Hurm, that got a bit depressing, what? I suppose I could always talk about TV shows or something, but to be honest I haven't been watching much of anything (except for what's currently airing). What I have been doing is reading almost atrocious amounts of YGO fic, because old fandoms really do die the hardest. The thing about getting into it again after four years is that I actually have good (well, better, at least) taste now, so I'm not just reading the same crap over and over and over. Although, I will admit to a certain weakness for all those annoyingly high school YYY BR MM SJ fics, because they're basically comfort food for me. You know the kind, where everyone's ~magically gay~ and there are misunderstandings and emo tears and the most heartrending wangst ever, but they all end up together in the end anyway. Just proof that fanbrats never change, really, but sometimes I just find myself craving all that ridiculous badness.

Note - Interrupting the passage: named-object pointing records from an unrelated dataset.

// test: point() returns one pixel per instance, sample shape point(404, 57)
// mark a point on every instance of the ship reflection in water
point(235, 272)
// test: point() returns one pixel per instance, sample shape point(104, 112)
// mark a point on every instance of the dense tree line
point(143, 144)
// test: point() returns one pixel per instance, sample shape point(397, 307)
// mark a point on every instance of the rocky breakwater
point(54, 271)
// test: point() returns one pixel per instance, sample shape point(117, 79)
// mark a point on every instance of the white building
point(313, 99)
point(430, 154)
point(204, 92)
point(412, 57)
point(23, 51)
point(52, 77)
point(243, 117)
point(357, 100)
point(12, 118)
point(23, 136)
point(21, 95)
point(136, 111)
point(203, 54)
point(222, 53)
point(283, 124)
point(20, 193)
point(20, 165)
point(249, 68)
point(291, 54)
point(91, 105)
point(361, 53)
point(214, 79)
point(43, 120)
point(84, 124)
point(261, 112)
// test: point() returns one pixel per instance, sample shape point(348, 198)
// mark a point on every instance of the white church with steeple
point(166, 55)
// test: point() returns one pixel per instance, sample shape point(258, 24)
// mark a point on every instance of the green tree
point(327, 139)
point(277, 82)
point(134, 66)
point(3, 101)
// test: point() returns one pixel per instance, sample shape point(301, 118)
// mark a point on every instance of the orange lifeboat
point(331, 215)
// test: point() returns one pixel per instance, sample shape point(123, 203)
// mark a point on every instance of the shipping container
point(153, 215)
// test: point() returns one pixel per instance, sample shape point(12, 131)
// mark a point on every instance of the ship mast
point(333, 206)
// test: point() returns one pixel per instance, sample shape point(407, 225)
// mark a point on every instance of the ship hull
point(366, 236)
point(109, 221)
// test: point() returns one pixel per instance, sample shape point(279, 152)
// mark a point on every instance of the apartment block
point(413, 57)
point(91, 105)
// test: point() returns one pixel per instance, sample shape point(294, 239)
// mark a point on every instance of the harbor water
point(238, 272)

Let's see what else I can talk about. I did manage to finish P4 over the summer, although I had to settle for the normal ending because I hadn't got to level 10 with everyone. So I started it again, and I had a lot of fun with the way it'll carry over certain data, so now I'm maxed out on all my attributes, filthy rich, and able to summon really high level personas, which means that I can spend a lot more time managing everyone's social links. I'm actually finding now that I prefer the social links to the dungeon crawling, which is fun for me because before I bought the game I was anxious that that would be the part I didn't like. But yes, I'm bound and determined to get to the proper ending at some point, and then maybe I can finally finish Okami or something.

Hmm, this doesn't really follow from that at all, but I managed to do something else over the summer: lose weight. I guess it was just the fact that I was walking for at least 30 minutes every day, but it still came as somewhat of a surprise that none of my clothes (well, pants) fit anymore. Which is something else about the job - it did pay me, so I actually have money to spend now. My mom and I went to an outlet last week, where I spent about 200 bucks on clothes that might actually be decent-looking for a change. I'm somehow six sizes smaller than I was a year ago, which I find hard to believe because I don't feel like any less of a fatass. But the jeans don't lie, so now it's really just a matter of trying to get into shape now. I have an idea that I might be able to do it this time, so I dunno. We'll see. I might try to get into that boot camp PE class just for the hell of it.

Ooh, speaking of classes, my schedule is such that I have Thursdays off! I'm so flipping excited for that, because I've never gotten an entire day class-free before. Well, during lab weeks I'll have stuff on Thursday morning, but other than that, nothing. I figure I'll be able to do the W3C job (whatever that might be and if it still exists) then, but still. An entire fucking day without classes. There are no words that can properly express my joy over that fact.

Aaaaand, what do you know? I've already run out of steam. There's plenty more I could say, but I don't really care to. I'll fall back into this LJ thing eventually, I'm sure. I'll just mess around for a little while longer and then go to bed. Plenty to do tomorrow, after all.